Robert De Niro al fianco del star undicenne Dakota Fanning (Mi Chiamo Sam, "La guerra dei due mondi") in thriller psicologico.

Nascosto nel buio

12.04.2007 - Autore: William Chioccini
Regia: John Polson con Robert De Niro, Dakota Fanning   New York, oggi. In seguito alla tragica e improvvisa morte della moglie, lo psichiatra David Callaway (Robert De Niro) decide di trasferirsi in campagna per allontanare Emily (Dakota Fanning), la figlia traumatizzata di nove anni, dai ricordi della vita a Manhattan con la madre.
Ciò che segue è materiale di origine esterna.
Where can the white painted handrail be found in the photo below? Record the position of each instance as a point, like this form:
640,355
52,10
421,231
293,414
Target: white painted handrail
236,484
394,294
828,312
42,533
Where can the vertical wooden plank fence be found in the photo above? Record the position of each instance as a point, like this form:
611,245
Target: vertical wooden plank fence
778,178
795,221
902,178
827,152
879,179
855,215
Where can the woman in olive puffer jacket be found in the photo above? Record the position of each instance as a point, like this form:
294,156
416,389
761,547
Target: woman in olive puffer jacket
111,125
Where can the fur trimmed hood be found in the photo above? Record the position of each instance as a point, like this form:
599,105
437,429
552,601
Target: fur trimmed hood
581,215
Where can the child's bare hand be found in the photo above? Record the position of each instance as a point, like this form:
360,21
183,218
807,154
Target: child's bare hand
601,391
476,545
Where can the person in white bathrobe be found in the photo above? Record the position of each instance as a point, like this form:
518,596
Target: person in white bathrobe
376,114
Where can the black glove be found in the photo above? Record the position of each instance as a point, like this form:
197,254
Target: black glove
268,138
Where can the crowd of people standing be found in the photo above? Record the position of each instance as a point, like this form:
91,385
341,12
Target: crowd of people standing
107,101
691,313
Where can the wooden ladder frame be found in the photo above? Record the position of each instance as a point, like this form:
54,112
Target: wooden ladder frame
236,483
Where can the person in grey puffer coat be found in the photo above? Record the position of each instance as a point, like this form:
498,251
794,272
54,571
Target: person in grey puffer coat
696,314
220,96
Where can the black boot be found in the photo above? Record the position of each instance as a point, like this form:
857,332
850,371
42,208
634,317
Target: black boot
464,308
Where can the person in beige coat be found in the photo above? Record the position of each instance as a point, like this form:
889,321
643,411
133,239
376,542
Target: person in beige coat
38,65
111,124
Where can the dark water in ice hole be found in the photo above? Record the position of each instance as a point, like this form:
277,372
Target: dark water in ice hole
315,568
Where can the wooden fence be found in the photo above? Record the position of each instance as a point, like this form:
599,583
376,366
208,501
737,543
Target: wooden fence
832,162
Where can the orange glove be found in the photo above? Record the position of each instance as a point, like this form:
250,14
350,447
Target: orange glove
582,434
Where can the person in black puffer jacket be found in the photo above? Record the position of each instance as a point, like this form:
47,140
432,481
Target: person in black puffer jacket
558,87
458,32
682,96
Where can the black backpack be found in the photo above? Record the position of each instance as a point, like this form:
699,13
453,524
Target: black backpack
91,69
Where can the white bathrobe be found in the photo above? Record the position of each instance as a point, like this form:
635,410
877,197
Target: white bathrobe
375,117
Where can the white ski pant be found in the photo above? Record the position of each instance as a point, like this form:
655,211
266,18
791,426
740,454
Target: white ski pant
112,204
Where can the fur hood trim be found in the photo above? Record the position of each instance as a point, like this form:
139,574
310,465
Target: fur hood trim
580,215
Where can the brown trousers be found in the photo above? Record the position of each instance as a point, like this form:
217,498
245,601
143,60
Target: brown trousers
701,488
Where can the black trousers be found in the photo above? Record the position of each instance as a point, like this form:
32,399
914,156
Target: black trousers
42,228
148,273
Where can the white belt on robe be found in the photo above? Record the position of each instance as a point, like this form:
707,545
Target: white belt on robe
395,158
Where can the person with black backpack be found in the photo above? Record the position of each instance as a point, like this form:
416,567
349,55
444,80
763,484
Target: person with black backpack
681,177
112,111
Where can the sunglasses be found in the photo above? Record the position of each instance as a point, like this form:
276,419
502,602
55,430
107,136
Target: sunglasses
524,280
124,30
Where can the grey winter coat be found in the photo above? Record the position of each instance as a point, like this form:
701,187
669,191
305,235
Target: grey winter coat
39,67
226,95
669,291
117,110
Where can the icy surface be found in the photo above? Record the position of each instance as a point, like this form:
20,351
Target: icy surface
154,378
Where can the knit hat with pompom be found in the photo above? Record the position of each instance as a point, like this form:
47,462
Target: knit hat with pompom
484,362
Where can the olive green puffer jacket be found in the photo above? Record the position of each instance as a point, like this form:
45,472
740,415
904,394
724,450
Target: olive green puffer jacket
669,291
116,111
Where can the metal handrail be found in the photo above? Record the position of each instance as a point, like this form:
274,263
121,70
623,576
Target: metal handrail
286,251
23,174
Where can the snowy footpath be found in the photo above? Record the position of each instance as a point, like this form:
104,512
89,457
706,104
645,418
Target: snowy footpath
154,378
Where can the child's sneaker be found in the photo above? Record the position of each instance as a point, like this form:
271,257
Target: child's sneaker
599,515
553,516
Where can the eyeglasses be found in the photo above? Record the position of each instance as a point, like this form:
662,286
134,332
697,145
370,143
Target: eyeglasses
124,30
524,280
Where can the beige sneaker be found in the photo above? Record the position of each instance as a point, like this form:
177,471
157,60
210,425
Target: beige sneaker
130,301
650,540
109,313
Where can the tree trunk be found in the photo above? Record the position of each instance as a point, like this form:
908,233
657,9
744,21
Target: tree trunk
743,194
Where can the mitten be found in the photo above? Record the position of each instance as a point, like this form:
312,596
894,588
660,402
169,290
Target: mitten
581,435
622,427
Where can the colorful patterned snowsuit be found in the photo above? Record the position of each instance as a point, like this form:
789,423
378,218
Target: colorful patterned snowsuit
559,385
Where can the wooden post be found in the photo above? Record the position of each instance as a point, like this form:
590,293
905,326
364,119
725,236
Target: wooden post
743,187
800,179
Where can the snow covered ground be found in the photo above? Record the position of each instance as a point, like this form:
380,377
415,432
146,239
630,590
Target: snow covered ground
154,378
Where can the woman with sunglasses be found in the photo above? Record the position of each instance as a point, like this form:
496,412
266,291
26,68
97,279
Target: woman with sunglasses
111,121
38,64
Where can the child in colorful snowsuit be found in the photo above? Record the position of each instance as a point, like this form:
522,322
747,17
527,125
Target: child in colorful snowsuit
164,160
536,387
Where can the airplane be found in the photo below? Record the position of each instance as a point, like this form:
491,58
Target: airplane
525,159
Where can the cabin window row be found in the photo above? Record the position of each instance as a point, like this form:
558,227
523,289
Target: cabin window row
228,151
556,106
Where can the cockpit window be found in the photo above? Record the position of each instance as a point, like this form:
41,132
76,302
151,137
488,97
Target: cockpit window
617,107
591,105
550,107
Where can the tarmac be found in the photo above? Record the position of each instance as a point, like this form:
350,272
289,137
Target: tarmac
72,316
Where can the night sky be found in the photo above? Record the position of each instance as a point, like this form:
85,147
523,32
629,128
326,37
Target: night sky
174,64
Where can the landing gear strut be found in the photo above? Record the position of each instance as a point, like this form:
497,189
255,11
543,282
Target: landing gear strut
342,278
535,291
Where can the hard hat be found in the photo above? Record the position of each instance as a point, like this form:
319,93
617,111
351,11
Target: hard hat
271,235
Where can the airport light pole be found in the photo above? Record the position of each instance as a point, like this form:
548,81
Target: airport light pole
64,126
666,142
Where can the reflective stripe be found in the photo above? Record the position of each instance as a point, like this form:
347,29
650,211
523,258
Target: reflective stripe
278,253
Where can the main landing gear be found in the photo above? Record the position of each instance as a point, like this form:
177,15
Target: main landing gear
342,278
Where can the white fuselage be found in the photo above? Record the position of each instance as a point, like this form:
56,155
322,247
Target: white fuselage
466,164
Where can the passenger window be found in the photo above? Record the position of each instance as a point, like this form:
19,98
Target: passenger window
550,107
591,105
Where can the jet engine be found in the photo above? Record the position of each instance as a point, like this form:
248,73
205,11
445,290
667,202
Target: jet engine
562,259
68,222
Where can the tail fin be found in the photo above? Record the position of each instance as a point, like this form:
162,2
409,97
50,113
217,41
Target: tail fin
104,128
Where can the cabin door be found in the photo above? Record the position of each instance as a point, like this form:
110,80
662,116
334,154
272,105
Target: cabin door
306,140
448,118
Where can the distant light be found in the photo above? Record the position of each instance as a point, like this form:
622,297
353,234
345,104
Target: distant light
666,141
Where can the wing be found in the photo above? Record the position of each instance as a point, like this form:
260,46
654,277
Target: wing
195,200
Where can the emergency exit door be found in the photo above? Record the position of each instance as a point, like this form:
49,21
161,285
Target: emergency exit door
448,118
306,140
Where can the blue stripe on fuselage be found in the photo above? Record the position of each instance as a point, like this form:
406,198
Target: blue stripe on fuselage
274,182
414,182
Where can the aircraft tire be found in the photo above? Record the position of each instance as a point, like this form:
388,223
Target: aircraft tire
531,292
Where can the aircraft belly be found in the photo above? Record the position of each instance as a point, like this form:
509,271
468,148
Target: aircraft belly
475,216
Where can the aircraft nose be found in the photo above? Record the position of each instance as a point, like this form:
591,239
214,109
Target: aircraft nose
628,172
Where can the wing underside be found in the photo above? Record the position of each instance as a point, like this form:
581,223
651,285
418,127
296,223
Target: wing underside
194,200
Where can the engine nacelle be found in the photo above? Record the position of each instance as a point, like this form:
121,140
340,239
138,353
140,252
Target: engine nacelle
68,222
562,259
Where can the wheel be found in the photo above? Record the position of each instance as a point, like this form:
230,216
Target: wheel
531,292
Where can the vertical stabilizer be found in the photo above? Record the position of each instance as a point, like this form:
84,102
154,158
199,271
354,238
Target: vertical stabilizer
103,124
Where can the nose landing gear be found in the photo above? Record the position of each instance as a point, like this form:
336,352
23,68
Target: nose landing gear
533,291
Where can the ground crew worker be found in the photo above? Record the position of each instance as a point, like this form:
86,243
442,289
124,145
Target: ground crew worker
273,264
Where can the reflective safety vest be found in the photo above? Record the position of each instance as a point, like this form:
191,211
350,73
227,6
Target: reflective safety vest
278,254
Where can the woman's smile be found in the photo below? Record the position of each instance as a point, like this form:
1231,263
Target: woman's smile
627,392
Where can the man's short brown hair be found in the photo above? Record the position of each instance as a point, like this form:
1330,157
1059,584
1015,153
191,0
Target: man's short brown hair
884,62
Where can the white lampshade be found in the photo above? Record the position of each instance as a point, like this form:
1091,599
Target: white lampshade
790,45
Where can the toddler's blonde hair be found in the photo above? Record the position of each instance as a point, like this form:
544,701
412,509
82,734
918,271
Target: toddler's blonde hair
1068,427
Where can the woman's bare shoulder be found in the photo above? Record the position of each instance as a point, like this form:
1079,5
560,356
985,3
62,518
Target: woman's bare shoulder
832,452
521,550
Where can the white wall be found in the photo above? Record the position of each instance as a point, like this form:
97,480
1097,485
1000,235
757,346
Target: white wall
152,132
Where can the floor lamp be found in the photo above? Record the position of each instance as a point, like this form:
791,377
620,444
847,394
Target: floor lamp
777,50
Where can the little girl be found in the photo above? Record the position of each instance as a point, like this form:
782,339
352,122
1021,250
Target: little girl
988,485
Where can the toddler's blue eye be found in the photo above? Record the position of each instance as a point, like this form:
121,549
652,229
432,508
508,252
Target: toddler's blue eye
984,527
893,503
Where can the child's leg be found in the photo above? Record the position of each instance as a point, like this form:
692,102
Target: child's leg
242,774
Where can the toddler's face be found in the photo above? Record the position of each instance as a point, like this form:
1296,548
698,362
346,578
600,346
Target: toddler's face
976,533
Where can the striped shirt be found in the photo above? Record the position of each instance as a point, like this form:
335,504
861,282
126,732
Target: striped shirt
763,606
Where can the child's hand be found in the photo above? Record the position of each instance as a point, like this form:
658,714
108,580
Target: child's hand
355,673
La bambina non sembra entusiasta dello spostamento, almeno finché non fa amicizia con un misterioso amico immaginario di nome Charlie.   Il titolo originale del film fa riferimento al nascondino, un gioco nel quale è fondamentale non farsi vedere. La pellicola appartiene dunque a quel filone cinematografico del non-visibile e del non-mostrato; gli autori hanno lavorato sul soggetto per sottrazione, negando allo spettatore l’immagine chiave di Charlie, l’amico, immaginario appunto, di Emily. Ciò che non si vede fa paura: e su questo primordiale impulso è costruito il delicato meccanismo che sostiene il film. La sceneggiatura è firmata dall’esordiente Ari Schlossberg e, pur risultando in alcuni punti troppo “corretta”, non delude; la regia è al servizio della storia e degli interpreti, ed è anch’essa molto corretta. La piccola Dakota Fanning (la figlia di Sean Penn in “Mi chiamo Sam”) interpreta Emily con intensità e spontaneità, risultando molto naturale; a De Niro tocca il ruolo del padre spaesato e in difficoltà, un dottore della mente che cerca di risolvere i problemi della figlia attraverso la via del cervello, accantonando la via del cuore. Il suo personaggio poteva essere maggiormente approfondito; De Niro, che poteva dare di più, appare a volte limitato dal proprio ruolo.   “Abbiamo cercato di fare un thriller che non si prenda gioco del pubblico”, dice il regista, John Polson. L’obiettivo è stato sicuramente centrato: “Nascosto nel buio” è un film costruito molto bene, capace di mantenere fino in fondo una certa tensione. Se gli si può rimproverare qualcosa è appunto l’eccessiva correttezza formale: mancano quei colpi di genio capaci di rendere un film indimenticabile.